Exec Gets 6 Months for Role in Dallas Scandal

     AUSTIN, Texas (CN) – A former BearingPoint executive was sentenced Friday to six months in federal prison for lying to federal investigators in a public corruption investigation involving indicted Dallas County Commissioner John Wiley Price.
     Helen Tantillo, 59, of Austin was also ordered to pay a $5,000 fine by U.S. District Judge Sam Sparks. She was convicted in January on two counts of making a false statement to law enforcement. She had faced up to five years in prison and a $250,000 fine on each count.
     Price was indicted separately in July 2014, accused of taking more than $950,000 in cash, cars and real estate for supporting lucrative county contracts. Tantillo’s employer submitted a bid in 2014 for a multimillion-dollar contract to digitize Dallas County’s records, according to Tantillo’s indictment that was unsealed last June.
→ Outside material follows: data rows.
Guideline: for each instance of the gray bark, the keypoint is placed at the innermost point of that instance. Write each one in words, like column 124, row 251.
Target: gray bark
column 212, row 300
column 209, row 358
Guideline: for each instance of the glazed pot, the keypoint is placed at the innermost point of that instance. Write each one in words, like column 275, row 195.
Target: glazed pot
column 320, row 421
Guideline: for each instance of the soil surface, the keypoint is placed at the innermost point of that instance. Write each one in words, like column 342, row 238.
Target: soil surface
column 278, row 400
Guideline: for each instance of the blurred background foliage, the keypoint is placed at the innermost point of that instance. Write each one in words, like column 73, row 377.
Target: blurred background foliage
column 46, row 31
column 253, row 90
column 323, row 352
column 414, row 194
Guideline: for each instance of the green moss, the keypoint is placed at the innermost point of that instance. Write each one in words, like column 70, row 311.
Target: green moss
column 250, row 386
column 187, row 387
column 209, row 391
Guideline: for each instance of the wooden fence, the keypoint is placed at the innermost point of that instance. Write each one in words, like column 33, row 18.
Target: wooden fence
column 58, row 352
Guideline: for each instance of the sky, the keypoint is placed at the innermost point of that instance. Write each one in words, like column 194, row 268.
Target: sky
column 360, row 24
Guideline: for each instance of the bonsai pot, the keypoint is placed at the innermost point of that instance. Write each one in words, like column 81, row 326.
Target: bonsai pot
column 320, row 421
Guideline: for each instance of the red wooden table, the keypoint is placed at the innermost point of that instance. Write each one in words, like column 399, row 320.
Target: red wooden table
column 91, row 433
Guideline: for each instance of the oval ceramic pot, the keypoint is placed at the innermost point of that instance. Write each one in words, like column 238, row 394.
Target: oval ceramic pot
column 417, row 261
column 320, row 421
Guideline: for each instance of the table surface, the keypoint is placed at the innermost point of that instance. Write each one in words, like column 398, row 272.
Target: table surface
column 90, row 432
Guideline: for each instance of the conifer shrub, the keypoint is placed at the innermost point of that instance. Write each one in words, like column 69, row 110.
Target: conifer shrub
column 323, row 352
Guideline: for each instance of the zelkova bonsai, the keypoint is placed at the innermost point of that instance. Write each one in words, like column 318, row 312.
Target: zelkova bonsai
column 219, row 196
     A county selection committee recommended rejecting BearingPoint’s bid, but the bid was allegedly saved by Price’s intervention.
     The jury concluded that Tantillo falsely told FBI agents that a temporary $10,000 increase in consulting fees paid to political consultant Christian Campbell “was to make a charitable donation to the favorite charity” of an unidentified Dallas County commissioner.
     “Contrary to her false statement, Tantillo knew that the increase was at least, in part, in order to pay [Price co-defendant and political consultant] Kathy Nealy,” prosecutors said in a statement. “The jury also determined that Tantillo told a second lie to FBI agents in that same interview when she claimed that, after an earlier interview with FBI agents, she called her former BearingPoint supervisor, who supposedly reminded her that the charitable donation was the reason for Campbell’s increased monthly payment. Phone records and other evidence at trial demonstrated that this call never happened.”
     Campbell’s pay raise “was at least in part in order to pay” Nealy, the indictment said.
     Campbell pleaded guilty last year to bribery concerning a local government receiving federal benefits. He admitted to knowingly and willfully joined a conspiracy with Nealy and Price, among others, to “corruptly provide benefits to Price” in violation of federal law. Campbell said that when he opened his own consulting business, he “realized that Nealy exerted improper influence over Price” by paying Price for supporting her clients.
     Price, known as “Our Man Downtown” by his constituents in south Dallas, has been in office since 1985. He is accused of taking cash bribes of more than $447,000, a new Chevrolet Avalanche every four years and a BMW 645Ci convertible that cost $191,000 to buy and insure.